Kelasku berada digedung lantai dua yang berada diseberang lapangan basket. Itu artinya aku akan melewati lapangan basket yang biasanya pada pagi hari seperti ini sedang dihuni mahluk mahluk kece yaitu anggota tim basket yang sedang berlatih. Biasanya, sebelum melangkahkan kaki menuju kelas, aku selalu menyempatkan diri untuk menyaksikan malaikatku bergumul dengan bola basket di lapangan itu. Aku selalu suka melihat dirinya yang telah basah oleh keringat. Apalagi bila sedang beruntung aku akan mendapat pemandangan indah saat dia membuka kaosnya dan memperlihatkan lekuk tubuhnya yangsumpah demi apa terlihat teramat sangat seksi sekali. Oke kembali kedunia nyata. Sekarang ini yang kulakukan hanyalah berjalan sambil berdoa semoga saja malaikatku masih berada dilapangan. Syuku syukur kalau dia sedang dalam keadaan seksi badai itu. Wiih.. Aku tidak sabar untuk sampai kelapangan basket.

Tapi sekali lagi aku harus menanggung kecewa karena sang malaikat sudah tak berada disana. Lapangan basket itu sudah tak berpenghuni lagi. Aku merutuki ketidakberuntunganku akibat aku datang telat.”pokoknya besok aku harus datang lebih pagi“ tekadku dalam hati. Tentu saja karena aku tidak mau melewatkan momen indah cuci mata yang menyejukkan jiwa itu. Aku harus melihat di.....
Dukk..

“aww..“ Pekikku tertahan karena baru saja ada sesuatu yang mendarat dikepalaku. Aku menunduk mencari tau apa yang tadi jatuh mengenai kepalaku. Tidak jauh dari tempatku berdiri tergeletak sebuah bola berkulit orange. Aku segera mengambilnya. Pikiranku entah mengapa tertuju pada seseorang. Dengan was was aku memikirkan bola siapa ini. Jangan jangan..

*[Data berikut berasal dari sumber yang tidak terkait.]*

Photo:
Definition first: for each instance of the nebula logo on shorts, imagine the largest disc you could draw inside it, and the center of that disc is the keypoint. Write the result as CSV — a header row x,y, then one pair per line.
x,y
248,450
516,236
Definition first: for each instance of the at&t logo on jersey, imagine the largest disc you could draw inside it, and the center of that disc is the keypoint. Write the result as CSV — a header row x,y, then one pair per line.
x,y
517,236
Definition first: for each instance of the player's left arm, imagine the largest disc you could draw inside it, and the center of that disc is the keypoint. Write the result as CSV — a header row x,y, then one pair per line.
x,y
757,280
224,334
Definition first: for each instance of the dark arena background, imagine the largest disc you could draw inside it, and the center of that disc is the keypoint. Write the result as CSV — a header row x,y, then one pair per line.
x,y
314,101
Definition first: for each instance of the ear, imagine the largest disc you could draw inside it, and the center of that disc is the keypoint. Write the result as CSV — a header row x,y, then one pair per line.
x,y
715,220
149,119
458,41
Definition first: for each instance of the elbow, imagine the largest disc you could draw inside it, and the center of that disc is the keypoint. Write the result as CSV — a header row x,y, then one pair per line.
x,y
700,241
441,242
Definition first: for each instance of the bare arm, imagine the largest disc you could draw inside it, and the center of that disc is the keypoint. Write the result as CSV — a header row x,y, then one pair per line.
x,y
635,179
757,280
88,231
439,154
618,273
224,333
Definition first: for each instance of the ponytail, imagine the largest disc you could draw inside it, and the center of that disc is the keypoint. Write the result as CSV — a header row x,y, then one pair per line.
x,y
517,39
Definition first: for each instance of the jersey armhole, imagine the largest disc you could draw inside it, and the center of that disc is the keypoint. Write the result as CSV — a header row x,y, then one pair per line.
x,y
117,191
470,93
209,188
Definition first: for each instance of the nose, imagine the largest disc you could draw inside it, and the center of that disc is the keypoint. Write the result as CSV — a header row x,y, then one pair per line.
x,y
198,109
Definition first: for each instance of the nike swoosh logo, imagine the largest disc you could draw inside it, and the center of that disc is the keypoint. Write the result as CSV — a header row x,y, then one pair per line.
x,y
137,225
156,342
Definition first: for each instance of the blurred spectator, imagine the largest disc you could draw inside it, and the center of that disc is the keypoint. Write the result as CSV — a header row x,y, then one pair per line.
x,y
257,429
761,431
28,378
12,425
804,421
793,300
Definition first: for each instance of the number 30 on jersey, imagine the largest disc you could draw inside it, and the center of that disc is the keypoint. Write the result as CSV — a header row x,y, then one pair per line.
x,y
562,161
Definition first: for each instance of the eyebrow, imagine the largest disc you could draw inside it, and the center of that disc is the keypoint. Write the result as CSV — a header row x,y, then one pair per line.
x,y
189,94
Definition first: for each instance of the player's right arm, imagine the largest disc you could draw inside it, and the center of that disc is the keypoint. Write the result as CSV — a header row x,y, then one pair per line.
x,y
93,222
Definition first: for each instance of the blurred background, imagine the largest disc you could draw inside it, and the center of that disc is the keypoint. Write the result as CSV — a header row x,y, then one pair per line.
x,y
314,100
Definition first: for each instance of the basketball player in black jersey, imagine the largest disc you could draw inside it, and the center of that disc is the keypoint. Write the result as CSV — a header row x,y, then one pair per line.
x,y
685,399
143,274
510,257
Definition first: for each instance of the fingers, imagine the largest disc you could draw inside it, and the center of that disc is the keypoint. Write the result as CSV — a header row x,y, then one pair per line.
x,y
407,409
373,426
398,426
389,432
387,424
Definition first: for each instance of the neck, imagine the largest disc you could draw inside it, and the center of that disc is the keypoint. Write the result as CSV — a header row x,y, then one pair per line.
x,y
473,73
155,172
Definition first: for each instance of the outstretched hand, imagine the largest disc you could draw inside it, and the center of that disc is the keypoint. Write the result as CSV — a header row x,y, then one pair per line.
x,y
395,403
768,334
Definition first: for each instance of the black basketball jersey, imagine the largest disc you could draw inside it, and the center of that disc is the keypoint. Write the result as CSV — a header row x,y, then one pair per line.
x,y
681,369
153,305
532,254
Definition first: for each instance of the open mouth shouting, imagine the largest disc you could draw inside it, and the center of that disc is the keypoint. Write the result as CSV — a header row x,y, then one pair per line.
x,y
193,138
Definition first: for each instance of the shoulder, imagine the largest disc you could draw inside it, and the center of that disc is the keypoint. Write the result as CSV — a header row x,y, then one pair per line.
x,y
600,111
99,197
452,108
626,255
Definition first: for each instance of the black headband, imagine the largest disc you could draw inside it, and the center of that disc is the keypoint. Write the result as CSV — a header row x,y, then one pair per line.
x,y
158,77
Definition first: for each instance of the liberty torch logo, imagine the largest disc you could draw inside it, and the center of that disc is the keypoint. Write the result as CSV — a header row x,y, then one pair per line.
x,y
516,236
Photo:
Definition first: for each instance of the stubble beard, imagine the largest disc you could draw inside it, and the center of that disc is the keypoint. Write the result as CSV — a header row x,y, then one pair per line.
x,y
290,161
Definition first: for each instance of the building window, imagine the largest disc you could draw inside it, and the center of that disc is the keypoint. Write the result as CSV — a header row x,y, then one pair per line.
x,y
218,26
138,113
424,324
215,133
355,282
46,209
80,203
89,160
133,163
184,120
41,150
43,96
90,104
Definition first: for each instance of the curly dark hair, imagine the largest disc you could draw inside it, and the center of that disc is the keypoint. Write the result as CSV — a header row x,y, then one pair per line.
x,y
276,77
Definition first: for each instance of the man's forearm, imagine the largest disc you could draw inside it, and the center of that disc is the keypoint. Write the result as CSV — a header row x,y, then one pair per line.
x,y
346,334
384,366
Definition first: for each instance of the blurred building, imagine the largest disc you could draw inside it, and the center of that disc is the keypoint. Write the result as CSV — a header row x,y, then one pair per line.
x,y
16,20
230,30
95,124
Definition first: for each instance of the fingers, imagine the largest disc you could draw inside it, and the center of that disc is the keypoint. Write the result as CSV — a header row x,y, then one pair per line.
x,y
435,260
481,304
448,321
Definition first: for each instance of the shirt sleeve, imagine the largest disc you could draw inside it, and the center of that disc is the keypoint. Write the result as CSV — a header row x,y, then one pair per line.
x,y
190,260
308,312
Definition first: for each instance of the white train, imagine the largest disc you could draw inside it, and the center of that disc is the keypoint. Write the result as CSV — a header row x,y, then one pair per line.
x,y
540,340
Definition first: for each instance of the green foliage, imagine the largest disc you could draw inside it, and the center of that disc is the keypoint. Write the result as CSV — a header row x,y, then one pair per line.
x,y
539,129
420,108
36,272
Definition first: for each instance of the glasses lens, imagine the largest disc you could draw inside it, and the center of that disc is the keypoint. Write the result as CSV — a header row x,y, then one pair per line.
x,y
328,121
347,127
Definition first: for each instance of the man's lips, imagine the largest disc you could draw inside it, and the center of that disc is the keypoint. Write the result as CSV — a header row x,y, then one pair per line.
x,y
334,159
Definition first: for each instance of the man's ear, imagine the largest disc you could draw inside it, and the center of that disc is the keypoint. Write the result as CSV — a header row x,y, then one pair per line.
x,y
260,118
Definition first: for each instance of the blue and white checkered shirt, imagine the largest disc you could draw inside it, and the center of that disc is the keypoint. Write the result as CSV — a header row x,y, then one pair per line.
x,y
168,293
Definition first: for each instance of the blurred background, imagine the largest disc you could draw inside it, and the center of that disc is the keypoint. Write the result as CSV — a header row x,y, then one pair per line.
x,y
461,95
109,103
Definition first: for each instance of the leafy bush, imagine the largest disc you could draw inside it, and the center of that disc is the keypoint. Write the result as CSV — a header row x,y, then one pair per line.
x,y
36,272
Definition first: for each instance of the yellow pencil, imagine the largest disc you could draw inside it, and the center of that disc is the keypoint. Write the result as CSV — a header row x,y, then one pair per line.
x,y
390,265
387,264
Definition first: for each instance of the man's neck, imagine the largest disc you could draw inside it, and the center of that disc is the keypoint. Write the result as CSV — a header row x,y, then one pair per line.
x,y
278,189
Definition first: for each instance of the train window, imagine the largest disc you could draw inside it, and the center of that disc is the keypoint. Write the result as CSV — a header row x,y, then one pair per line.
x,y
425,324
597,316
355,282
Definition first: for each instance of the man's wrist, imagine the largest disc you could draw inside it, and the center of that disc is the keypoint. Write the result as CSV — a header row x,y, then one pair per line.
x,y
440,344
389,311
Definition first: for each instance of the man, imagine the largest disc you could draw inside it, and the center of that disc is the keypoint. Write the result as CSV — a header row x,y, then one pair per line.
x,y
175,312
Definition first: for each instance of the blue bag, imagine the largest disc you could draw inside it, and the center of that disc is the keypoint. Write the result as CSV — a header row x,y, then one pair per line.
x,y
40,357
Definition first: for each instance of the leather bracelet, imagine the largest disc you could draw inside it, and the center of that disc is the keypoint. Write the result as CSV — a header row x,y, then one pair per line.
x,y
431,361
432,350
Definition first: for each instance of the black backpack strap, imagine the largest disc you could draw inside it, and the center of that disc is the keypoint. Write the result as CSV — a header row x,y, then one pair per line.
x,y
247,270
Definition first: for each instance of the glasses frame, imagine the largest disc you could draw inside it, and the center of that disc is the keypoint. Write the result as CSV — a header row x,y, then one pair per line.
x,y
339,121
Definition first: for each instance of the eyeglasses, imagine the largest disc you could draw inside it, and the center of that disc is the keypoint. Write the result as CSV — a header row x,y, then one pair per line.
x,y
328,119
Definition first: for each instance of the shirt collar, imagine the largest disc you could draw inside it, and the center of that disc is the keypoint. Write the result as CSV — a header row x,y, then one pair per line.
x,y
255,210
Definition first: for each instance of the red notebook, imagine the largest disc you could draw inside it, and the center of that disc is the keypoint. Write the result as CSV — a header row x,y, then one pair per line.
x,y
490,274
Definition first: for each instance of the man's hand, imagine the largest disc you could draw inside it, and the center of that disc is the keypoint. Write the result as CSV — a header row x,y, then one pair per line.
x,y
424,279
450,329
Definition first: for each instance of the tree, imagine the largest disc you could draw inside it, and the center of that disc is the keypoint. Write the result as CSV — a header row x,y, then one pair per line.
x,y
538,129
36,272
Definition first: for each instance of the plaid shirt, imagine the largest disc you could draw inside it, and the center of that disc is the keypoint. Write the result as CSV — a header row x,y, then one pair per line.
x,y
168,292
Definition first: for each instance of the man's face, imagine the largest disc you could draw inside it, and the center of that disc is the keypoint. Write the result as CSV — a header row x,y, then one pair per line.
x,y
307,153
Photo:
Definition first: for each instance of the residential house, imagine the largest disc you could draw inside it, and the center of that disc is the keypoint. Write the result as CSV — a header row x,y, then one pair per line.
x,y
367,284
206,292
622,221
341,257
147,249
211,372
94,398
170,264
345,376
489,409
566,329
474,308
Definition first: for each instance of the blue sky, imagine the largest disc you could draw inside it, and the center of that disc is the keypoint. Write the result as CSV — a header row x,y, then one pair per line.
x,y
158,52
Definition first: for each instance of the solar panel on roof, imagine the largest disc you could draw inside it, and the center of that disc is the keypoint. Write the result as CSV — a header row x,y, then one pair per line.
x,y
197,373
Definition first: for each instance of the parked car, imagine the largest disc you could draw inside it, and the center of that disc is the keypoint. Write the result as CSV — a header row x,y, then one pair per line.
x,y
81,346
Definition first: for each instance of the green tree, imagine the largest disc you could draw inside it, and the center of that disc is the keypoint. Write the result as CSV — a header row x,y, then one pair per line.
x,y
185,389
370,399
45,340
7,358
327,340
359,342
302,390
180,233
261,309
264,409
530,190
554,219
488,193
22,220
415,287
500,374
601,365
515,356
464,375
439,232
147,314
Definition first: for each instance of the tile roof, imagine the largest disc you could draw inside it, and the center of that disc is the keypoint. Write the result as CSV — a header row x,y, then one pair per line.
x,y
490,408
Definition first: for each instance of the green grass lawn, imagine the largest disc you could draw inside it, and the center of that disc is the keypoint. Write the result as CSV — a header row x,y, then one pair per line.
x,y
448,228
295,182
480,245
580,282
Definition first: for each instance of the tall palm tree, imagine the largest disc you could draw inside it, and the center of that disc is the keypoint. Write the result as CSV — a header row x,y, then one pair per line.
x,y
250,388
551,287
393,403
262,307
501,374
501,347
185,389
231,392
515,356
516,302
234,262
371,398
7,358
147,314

“Sori, gue g sengaja. Lo g papa kan?” aku mendongak menatap.. Hah! Ya tuhan.. Ini nyata atau mimpi? Setidaknya jika ini hanya mimpi, jangan bangunkan aku dulu.

Aku hanya bisa menatapnya tak percaya sambil memegangi bola orange ditanganku. Aku tidak tau apakah sekarang ini aku sedang melongo atau tidak, atau bahkan aku sudah mengeluarkan air liurku dengan wajah mupeng?

Oh god aku tidak percaya dengan penglihatanku kali ini. Ternyata dilihat dengan jarak sedekat ini malaikat ku itu jauh lebih seksi. Apalagi bau maskulin yang tercium melalui indra penciumanku ini sungguh menggoda.

Pantas saja banyak anggota cheers yang sehabis latihan bersamadengan tim basket tentunyaselalu berebut untuk dapat memberikan sebotol air mineral. Dan tentu saja inilah alasannya. Jelas karena mereka ingin berlama lama memandangi tubuh seksi dan mencium aroma maskulin yang secara alami keluar dari tubunya Zaro. Yah.. Itu nama malaikatku.

”Maaf, boleh gue ambil bola gue?“ dia melirik sebentar kearah bola orange yang masih saja berada diatanganku.

“Hey, lo gak papa kan?” aku terkesiap lalu dengan gugup menyerahkan bola itu ketangannya. Kemudian dia menatapku dengan tatapan yang entah mengandung makna apa. Lalu tersenyum kearahku. Dan aku seakan terhipnotis pada senyumnya yang menawan. Itu terjadi cukup lama sebelum...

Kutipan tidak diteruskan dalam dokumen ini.